Figure 1: The SIP-packaged A136x from Allegro can be mounted in a C-core for measuring current levels in a high-voltage conductor.

The Triaxis current-sensing technology developed by Melexis, used in products such as the MLX91205 has allowed the company to develop a series of surface-mount packages that can sit over the conductor embedded in a PCB or a bus-bar instead of having it pass through the package. As conventional Hall-effect sensors are sensitive to magnetic fields perpendicular to the chip surface rather than parallel to have an accurate measurement from a device placed over a PCB trace or bus-bar, the field needs to be made locally vertical. This is what the Melexis Integrated Magnetic Concentrator (IMC) technology is designed to do.

IMC uses highly permeable, low-coercive-field, amorphous ferromagnetic layer, which is bonded directly onto the Hall-sensor chip’s surface, focusing the magnetic field flux lines onto Hall that are about one-tenth the size of the ferromagnetic element. The two parts of the IMC collect and amplify the small magnetic flux parallel to the chip surface and locally rotate the in-plane component into a magnetic field perpendicular to the chip’s surface.

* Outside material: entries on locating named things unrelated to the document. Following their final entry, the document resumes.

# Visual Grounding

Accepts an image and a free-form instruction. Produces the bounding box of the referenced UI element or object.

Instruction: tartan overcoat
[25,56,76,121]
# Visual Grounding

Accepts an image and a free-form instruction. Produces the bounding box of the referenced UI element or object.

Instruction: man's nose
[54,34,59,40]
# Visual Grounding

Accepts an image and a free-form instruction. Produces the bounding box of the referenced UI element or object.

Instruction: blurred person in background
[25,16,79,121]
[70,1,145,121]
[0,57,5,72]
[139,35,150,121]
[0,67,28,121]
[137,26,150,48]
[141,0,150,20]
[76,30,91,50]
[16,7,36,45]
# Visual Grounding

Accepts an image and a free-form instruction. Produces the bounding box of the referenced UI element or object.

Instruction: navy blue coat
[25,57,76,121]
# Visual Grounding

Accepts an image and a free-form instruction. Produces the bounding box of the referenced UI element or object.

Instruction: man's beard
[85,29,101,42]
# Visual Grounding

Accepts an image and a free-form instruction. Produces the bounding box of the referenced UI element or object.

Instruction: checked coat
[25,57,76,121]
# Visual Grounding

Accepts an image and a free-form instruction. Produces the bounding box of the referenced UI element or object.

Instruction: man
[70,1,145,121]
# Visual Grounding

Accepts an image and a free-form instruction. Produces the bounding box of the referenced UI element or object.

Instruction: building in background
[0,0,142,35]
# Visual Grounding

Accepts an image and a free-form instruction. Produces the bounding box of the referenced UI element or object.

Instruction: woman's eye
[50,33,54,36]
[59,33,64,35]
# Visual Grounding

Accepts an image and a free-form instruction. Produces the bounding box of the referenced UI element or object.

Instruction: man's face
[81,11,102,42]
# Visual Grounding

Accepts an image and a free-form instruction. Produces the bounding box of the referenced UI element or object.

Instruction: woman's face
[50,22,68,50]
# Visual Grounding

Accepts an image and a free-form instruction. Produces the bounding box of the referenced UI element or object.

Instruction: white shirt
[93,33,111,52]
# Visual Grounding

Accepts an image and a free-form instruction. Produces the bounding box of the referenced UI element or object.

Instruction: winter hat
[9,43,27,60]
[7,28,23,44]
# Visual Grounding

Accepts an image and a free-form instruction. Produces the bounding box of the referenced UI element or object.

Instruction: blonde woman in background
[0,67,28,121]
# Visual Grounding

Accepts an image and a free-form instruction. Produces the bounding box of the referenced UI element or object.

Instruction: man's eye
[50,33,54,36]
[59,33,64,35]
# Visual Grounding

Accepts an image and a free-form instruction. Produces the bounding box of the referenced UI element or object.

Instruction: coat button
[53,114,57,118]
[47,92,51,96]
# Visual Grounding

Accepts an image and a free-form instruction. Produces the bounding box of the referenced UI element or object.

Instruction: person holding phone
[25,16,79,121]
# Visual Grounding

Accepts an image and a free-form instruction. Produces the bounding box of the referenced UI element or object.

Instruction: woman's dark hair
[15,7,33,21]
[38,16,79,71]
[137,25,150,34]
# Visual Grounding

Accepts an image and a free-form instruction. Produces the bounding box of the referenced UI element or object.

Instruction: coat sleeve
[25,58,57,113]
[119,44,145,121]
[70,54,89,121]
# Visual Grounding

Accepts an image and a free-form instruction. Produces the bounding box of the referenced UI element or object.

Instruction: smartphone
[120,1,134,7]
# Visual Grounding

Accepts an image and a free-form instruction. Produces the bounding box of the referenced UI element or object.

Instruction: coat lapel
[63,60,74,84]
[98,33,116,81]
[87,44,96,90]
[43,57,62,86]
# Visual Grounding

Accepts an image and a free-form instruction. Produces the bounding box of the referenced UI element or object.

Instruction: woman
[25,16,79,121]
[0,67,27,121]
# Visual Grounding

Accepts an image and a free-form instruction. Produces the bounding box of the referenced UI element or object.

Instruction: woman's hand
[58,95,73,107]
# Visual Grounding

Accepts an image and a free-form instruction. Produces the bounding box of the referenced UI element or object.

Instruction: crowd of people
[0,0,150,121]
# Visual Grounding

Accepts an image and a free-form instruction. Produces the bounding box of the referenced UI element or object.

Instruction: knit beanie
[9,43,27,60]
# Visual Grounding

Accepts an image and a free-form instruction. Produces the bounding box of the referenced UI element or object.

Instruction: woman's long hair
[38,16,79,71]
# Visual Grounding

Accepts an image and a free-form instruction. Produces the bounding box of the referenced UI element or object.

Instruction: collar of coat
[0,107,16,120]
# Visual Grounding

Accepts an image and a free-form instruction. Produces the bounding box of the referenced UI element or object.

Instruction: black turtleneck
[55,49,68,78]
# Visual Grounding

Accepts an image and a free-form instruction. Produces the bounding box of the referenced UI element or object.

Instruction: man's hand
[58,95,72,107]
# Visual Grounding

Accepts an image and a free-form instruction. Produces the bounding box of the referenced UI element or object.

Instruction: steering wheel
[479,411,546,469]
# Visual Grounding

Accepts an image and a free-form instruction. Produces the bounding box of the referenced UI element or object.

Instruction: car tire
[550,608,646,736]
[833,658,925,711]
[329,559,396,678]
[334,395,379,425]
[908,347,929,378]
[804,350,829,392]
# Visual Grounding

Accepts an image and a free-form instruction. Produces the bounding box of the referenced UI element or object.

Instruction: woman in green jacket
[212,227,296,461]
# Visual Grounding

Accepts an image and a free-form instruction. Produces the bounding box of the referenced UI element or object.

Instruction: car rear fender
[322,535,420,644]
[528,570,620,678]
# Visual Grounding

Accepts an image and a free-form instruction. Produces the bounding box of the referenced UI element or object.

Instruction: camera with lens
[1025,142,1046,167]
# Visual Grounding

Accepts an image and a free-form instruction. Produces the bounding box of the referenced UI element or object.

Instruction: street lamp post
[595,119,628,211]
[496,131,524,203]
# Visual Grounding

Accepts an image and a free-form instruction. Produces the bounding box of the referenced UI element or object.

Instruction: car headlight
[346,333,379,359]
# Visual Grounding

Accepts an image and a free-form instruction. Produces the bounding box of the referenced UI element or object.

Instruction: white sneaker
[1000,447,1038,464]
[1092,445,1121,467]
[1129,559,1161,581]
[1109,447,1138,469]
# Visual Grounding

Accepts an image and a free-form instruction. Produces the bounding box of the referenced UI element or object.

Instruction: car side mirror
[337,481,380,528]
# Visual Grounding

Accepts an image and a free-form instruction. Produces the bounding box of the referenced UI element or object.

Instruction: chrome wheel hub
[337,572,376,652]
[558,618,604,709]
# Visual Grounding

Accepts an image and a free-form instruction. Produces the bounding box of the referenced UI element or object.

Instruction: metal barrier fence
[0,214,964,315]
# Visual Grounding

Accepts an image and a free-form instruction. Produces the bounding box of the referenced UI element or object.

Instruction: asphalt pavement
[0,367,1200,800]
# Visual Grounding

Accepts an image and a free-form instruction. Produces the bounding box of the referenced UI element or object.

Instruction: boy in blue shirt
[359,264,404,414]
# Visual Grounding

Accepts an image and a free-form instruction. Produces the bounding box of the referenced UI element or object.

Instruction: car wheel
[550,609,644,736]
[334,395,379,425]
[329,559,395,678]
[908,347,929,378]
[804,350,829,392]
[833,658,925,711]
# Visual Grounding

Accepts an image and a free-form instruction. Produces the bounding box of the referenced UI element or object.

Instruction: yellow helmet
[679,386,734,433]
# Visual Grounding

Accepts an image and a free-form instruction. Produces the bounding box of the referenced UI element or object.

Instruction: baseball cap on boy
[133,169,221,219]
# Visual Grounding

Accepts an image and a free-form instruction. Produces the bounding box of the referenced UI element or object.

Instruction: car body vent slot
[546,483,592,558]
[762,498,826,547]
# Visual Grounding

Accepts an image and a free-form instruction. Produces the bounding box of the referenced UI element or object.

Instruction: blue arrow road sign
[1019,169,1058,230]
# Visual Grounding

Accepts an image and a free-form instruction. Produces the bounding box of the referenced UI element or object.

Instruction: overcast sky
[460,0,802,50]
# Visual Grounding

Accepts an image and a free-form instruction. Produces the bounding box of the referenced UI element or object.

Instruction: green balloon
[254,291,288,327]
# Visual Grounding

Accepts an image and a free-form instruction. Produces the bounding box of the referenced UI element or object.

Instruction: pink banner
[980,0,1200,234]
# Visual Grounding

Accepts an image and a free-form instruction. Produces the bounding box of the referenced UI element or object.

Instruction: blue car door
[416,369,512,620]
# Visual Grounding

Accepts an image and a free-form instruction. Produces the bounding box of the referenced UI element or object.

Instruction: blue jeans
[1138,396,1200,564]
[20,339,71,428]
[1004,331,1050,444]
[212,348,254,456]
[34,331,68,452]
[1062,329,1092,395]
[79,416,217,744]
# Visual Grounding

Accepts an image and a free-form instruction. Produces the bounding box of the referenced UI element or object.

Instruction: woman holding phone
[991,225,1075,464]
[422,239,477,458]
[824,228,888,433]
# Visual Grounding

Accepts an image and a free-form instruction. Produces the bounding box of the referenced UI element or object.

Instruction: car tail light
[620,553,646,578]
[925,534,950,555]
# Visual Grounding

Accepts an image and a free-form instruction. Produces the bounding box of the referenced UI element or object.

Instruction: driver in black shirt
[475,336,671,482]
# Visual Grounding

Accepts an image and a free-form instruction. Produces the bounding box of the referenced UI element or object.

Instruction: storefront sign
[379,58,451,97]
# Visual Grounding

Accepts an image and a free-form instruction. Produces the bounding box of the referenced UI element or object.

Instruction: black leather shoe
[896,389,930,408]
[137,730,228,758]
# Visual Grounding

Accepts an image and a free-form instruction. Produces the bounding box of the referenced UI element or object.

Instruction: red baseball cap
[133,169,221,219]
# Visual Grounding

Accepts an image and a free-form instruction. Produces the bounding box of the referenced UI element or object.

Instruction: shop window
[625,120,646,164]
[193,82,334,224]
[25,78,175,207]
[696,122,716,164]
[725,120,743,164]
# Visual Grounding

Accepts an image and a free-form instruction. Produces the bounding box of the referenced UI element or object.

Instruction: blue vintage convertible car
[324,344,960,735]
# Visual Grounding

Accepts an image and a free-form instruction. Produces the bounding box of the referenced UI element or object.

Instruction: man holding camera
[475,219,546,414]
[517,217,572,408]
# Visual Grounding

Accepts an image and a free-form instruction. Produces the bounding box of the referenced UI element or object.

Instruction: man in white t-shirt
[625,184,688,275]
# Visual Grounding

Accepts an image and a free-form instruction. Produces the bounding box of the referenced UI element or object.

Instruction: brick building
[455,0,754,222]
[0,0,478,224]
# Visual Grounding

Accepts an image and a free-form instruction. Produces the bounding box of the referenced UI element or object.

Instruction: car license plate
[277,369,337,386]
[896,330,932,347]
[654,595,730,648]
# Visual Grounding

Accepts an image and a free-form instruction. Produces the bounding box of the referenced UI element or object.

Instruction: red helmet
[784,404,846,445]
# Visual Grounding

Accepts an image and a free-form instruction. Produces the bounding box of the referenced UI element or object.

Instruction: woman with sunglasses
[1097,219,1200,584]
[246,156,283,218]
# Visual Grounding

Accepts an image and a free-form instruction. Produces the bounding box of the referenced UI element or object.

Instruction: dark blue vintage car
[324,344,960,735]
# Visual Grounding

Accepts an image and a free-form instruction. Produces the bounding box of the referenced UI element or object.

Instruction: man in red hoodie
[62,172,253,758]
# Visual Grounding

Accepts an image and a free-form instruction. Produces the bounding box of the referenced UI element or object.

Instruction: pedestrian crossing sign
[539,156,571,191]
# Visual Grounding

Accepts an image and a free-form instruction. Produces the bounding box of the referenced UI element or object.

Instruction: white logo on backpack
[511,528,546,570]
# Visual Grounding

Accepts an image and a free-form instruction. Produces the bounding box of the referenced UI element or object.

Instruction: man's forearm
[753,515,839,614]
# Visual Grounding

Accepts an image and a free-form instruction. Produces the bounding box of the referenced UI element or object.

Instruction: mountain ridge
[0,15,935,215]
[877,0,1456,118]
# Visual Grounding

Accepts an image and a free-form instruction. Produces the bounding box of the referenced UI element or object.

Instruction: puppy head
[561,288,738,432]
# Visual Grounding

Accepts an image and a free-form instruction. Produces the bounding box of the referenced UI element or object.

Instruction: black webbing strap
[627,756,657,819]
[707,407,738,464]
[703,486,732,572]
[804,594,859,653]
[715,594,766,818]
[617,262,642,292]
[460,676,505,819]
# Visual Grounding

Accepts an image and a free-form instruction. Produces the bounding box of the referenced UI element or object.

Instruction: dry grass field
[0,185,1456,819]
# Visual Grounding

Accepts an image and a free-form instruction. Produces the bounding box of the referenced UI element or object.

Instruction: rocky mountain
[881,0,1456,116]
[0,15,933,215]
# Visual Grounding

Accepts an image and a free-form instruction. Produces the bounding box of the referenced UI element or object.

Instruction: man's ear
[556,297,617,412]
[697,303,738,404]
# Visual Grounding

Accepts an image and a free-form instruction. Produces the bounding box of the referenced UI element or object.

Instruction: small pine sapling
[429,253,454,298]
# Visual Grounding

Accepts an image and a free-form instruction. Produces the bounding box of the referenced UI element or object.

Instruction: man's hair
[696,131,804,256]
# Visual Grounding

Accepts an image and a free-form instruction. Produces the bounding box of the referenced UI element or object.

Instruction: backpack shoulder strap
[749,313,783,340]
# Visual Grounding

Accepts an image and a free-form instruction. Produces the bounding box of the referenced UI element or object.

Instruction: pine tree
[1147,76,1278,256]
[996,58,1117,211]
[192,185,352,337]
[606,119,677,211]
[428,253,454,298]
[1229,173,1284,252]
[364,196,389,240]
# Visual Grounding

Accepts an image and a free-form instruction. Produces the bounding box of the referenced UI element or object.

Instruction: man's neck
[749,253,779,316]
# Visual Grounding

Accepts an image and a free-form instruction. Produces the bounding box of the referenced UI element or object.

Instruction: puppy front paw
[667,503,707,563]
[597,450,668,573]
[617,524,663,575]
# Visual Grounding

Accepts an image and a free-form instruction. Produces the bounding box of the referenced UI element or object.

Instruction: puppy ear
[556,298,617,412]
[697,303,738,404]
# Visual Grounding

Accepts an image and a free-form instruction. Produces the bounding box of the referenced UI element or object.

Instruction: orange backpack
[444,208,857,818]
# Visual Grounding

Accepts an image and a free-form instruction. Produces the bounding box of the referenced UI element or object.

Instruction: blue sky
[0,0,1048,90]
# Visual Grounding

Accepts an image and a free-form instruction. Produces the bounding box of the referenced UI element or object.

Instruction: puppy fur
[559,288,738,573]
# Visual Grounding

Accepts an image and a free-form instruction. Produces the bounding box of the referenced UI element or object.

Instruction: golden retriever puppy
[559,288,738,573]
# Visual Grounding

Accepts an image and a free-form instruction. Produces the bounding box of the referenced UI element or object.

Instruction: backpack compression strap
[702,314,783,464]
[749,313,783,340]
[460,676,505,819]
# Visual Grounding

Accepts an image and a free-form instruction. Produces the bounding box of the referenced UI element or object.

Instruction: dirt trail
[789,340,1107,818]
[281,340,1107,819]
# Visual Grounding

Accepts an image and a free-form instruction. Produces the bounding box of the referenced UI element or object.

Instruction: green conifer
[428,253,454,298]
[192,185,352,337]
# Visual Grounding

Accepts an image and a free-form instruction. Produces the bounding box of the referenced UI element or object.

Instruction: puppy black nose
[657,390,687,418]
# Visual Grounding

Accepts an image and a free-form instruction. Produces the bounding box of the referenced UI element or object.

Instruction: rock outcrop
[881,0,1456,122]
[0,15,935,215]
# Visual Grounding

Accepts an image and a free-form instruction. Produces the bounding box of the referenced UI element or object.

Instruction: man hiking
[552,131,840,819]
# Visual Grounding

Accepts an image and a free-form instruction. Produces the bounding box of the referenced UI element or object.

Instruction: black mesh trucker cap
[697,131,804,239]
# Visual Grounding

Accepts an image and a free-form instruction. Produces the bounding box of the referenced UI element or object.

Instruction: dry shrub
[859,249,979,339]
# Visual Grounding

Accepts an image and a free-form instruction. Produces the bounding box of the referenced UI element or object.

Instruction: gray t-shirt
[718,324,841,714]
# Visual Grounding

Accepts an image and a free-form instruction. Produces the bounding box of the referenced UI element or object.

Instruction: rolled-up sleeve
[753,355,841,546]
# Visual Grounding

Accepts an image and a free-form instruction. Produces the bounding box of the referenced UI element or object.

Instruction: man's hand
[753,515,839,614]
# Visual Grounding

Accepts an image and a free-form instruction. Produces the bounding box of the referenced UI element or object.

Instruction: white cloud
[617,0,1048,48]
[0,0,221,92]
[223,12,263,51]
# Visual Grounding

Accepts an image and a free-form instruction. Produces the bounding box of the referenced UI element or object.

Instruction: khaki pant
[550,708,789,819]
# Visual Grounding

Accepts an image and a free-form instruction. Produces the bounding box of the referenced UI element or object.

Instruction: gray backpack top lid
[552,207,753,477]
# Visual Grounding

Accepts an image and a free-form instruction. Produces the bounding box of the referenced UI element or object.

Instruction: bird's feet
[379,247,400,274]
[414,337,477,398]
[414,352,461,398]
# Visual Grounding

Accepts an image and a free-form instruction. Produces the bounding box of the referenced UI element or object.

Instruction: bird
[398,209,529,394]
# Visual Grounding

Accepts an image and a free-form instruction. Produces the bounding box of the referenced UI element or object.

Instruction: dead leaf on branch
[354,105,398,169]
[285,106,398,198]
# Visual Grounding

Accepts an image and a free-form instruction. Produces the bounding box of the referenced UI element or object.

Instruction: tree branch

Figure 2: The Melexis IMC technology concentrates field lines to allow sensing of the perpendicular field when the sensor is mounted over the bus-bar or PCB trace.

The sensor’s current range is limited by the geometry of the conductor and the shield. The current range may be increased easily by increasing either the cross-section of the bus-bar or the distance between the sensor and current conductor. The sensor can monitor currents from 5 A to 100 A on PCBs or up to 1000 A on bus-bars. There are two different product versions available. The 91205HB features a linear magnetic field range of ±25 mT and the 91205LB handles a linear range of ±10 mT.

As a result, offering the possibility of non-contact sensing, Hall-effect devices provide versatile solutions for current monitoring in smart-grid applications, whether for inverters in renewables or diagnostics in power-distribution units.